Centomila persone, come una citta'.
Una citta' allegra, vitale.
Adesso morta, inesorabilmente.
Franata tra le crepe di un terremoto spietato che ha deciso di colpire una delle zone piu' povere, ma piu' dignitose del pianeta.
Haiti, uno stato a cui l'immaginario collettivo ricollega musica, sole.
Haiti, adesso tragedia, niente, e' finita.
Pianti, urla disumane, urla di rabbia prima che di dolore.
Di rabbia per aver visto il mondo crollarti addosso.
Urla che riecheggiano quelle d'Abruzzo.
Urla indimenticabili, a volte persino strozzate.

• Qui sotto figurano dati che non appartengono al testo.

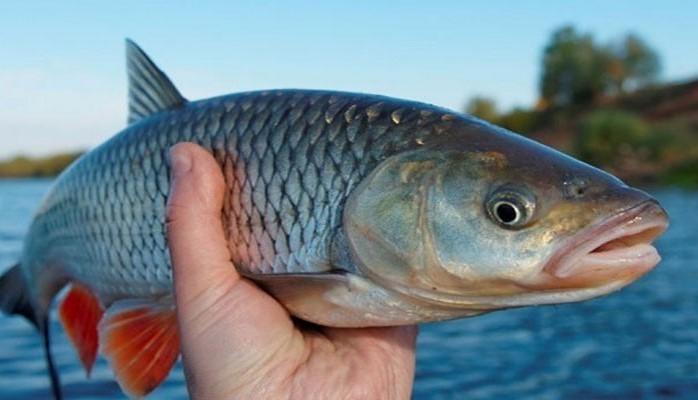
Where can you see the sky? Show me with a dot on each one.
(63, 79)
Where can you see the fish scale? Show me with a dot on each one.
(351, 210)
(297, 148)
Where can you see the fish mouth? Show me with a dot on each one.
(617, 250)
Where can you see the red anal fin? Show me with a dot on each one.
(139, 338)
(79, 313)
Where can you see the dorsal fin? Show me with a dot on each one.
(149, 89)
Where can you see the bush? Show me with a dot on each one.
(606, 136)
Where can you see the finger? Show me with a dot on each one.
(227, 324)
(194, 229)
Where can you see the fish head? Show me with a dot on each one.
(484, 219)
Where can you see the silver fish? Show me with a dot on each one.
(353, 210)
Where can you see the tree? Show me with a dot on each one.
(573, 68)
(576, 70)
(483, 108)
(635, 64)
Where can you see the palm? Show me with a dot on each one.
(238, 342)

Urla di chi ha perso tutto e non se ne fa una ragione.
Urla di chi forse non ricomincera' mai a vivere, al di la' dei buoni propositi e degli aiuti.
Questi morti pesano, perche' ci riportano brutalmente alla dimensione della poverta'.
All'immagine della capanna che non si regge , di un tetto di alluminio, di un giaciglio improvvisato inghiottito dalla crudelta' della terra, che dispensa frutti per far vivere, che crea bellezze floreali, che ci permette di camminare, ma che uccide, che tradisce.
La terra a cui tanto tieni, quella ti riprende , come una matrigna .
E a seppellirti non sono i tuoi cari, ma ti inghiotte.
Questi morti numericamente pesano, dicevo.
Pesano molto di piu' di quelli abruzzesi.
Ma forse moralmente no, perche' sono morti lontani.
Eppure le urla sembrano vicinissime.
Non dimentichiamoci di questi morti, davvero.
Piangiamoli come nostri fratelli, perche' erano nostri fratelli, come quelli scacciati da Rosarno.